“Forbidden Future: Blurb:
More than fifty years ago, wicked winds, carrying deadly diseases, swept across the land, and their ancestors fled to a protected valley. But now the easy-to-gather food and fuel are used up, and the people struggle to feed themselves. The goods their ancestors had brought with them are worn out, and life is hard trying to feed and provide for themselves.
Zuri, Udo, and Tau love each other, but have to meet in the forest to make love. The people decide to go to the city to look for food and fuel. It’s Zuri who finds the ancestors’ truck and asks for a gift in return—that she, Tau, and Udo could be together. Their request is granted. Then everyone plans for the trip to the city. It’ll be very dangerous, but the three of them will be together. But will they find any food? Will they even survive?
He limped slowly up the long hill, leaning heavily on his cane. From time to time he stopped, breathing heavily, but he always began walking again, a little slower perhaps, the cane digging deeper into the grass as he leaned harder on it, but he persisted all the way until he finally reached the top.
When he arrived there, he rested both hands on the walking stick then lowered himself to the grass, dropping the last nine or ten inches onto his ass with a slight thump and an expletive.
Dammit, I don’t know why I come here. It always makes my knees ache and I always have to rest. Yeah and getting up is always a bitch. Gonna be a helluva bitch again today.
He smiled. He knew why he came.
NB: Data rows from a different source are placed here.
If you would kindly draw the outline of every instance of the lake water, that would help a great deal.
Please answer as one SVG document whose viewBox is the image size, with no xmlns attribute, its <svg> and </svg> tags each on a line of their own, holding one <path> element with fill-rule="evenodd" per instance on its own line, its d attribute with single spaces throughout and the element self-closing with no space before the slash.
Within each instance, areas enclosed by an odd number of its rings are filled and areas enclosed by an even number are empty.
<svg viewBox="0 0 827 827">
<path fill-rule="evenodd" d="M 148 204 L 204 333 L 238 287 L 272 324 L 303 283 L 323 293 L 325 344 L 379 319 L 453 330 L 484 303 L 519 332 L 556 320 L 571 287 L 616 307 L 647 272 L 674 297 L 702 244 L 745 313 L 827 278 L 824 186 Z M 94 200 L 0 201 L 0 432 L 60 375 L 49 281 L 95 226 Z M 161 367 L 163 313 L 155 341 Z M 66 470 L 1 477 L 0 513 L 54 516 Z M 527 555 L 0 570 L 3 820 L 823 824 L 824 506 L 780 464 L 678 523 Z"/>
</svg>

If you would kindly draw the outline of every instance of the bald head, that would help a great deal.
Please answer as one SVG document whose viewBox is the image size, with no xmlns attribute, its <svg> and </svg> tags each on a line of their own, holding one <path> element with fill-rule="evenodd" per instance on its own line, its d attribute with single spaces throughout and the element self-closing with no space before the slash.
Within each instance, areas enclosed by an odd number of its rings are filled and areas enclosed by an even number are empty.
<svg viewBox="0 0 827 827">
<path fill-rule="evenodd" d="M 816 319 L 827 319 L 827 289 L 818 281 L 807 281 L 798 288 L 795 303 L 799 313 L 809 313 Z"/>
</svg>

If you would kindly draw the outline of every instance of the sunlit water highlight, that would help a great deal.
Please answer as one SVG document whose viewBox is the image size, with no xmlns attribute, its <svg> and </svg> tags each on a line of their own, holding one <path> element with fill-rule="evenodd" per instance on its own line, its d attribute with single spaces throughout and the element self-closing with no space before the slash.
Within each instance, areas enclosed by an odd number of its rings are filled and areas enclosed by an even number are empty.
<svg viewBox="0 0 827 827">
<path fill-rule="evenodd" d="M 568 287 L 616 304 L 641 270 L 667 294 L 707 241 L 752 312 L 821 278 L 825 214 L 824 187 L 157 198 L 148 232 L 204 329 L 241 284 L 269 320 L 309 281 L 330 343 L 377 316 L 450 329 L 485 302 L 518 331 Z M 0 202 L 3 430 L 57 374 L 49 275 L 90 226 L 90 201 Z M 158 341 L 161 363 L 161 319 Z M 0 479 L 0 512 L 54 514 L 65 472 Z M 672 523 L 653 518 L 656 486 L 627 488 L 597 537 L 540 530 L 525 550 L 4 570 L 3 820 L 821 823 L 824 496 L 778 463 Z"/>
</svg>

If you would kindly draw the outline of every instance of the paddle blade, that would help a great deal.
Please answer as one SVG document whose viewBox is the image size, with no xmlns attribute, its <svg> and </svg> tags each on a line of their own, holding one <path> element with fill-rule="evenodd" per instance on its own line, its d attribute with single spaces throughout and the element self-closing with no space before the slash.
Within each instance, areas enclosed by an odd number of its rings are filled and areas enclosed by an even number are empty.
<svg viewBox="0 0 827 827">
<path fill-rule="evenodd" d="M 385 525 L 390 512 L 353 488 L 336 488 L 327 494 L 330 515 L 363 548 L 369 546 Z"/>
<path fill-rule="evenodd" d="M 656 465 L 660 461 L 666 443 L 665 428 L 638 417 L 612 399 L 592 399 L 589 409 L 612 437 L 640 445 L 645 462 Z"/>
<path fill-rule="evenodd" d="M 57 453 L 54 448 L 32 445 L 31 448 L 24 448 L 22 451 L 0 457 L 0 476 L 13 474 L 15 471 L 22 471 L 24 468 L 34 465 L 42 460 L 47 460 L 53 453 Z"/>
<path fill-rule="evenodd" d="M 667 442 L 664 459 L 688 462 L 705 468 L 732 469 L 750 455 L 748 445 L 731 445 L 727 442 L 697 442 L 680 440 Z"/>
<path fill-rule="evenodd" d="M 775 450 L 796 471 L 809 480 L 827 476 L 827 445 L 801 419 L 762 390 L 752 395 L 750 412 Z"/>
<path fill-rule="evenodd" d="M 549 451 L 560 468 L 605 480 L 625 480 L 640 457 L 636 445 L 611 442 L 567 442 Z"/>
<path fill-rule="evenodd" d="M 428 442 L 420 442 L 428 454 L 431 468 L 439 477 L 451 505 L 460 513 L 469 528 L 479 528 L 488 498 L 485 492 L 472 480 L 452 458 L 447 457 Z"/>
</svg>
It was the only connection left to his childhood. A world long gone that almost no one else could remember. He was only fifty-eight years old. Not so old perhaps, but these days few people lived past forty. Life was just too damn hard. He had a dim memory of attending an eightieth birthday party. For his grandmother? Or likely his great-grandmother. Who knew anymore? But what he did know, what he still saw clearly in his mind, was the crowd of really old people, people in their eighties, nineties even, who’d been at that party.
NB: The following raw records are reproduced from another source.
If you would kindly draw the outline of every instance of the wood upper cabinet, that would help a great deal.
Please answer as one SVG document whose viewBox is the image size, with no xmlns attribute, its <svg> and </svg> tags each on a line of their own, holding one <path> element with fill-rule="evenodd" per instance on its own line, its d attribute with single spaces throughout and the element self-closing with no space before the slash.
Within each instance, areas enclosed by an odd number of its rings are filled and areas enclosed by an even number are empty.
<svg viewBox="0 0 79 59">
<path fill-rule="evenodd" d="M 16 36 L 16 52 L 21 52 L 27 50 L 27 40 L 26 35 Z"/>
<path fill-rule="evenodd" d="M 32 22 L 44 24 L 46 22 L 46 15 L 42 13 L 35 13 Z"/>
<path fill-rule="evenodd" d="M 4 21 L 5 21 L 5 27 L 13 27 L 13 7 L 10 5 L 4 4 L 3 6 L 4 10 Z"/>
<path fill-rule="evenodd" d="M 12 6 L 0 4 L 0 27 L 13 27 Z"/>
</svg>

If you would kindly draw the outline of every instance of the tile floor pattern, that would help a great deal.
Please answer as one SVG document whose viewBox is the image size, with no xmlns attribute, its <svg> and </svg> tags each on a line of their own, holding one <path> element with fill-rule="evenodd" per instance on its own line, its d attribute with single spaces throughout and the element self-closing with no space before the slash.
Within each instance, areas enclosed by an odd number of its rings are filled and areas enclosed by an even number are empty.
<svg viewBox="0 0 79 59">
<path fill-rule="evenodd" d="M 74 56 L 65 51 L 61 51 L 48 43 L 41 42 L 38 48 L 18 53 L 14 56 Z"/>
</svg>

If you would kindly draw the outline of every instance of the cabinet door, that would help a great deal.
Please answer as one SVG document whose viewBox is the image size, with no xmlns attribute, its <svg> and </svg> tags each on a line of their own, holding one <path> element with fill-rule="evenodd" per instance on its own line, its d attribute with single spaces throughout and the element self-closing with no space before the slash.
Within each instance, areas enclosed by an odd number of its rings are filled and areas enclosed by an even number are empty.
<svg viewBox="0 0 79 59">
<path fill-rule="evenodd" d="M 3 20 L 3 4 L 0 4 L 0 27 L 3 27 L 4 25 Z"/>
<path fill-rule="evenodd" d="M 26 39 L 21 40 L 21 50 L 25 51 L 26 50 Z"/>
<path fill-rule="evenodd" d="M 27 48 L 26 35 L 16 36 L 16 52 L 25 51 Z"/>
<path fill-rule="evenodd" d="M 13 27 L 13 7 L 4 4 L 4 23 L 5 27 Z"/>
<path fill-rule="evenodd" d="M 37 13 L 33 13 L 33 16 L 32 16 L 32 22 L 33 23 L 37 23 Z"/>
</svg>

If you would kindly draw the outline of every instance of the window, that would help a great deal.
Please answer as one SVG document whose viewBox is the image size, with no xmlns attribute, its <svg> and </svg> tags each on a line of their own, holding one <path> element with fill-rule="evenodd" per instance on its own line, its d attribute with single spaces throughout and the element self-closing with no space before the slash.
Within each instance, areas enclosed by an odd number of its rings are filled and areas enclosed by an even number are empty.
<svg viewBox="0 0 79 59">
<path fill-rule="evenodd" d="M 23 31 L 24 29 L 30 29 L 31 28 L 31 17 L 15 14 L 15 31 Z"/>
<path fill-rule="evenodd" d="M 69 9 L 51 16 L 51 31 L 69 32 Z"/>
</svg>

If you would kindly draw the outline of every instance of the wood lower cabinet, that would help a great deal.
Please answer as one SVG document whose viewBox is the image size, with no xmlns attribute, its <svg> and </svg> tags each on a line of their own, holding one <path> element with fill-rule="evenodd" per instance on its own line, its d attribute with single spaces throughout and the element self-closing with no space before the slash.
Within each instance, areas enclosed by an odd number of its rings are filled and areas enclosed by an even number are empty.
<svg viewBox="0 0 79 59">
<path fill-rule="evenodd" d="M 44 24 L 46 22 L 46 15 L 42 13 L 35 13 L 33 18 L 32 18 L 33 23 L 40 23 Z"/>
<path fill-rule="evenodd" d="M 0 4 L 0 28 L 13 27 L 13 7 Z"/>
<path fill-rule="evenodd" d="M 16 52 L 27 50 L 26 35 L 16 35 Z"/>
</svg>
Ah yes, it was more than fifty years ago though. Before everything had changed. Before…
He looked around him, taking in the panoramic view he’d expended so much pain and energy to see. Every time he came here, he was aware it might be the last time. The last time he could look into the distance and see the high buildings of what had once been a city. It was crumbled now, ruined, with wild grasses growing up in the cracked buildings. With houses and apartment blocks fallen down over what had once been freeways.
The people he lived with—or more accurately, the parents and grandparents of the people he lived with—had escaped from that big city and made their home here, next to a fresh-flowing river, in a lush valley where crops grew well. Where they were protected from the wicked winds that raced across the land, destroying houses and pushing down trees. Winds that for the first ten years had carried diseases that killed anyone exposed to them for too long. Winds that even now sent everyone scurrying indoors to shelter until they blew themselves out, even though no one had died from wind-borne diseases for many years now.
No one knew exactly what had happened. He was much too young then to understand more than the desperate scramble to leave the city and travel as far and as fast as they could. Until they came to the valley and there they stopped and hid and sheltered and stayed, building a new home.
But he remembered the city and yearned for its conveniences. For lights that went on when he flicked a switch. For foods that stayed cold on hot days, and for the ability to heat and cook food in moments, instead of it taking hours. The young children thought his stories about his childhood were just stories since almost no one alive had lived in the city. But although he’d only been a child then, his mind was not deranged. His memories were clear. However, he’d learned not to speak of them anymore. So here he came to look, to remember, to wonder what the children growing up in the valley would have for their future. So much hard work to produce food and fuel,and so little time to appreciate anything of beauty. No time for joy or learning. What would their lives hold?
As he sat there he came to a decision. He would insist on all the children being taught to read and write, would teach them himself maybe. Even though everyone’s days were full of the hard work needed just to stay alive, and fuel was much too scarce to be wasted lighting the village after dark, he would find a way to instill basic literacy in the newest generation. If they were ever to have time for leisure, ever to be able to provide more than the basic necessities, it would only happen through people trained to think of more than mere survival. People trained to appreciate beauty and learning. It was up to him. He would rise to this new challenge.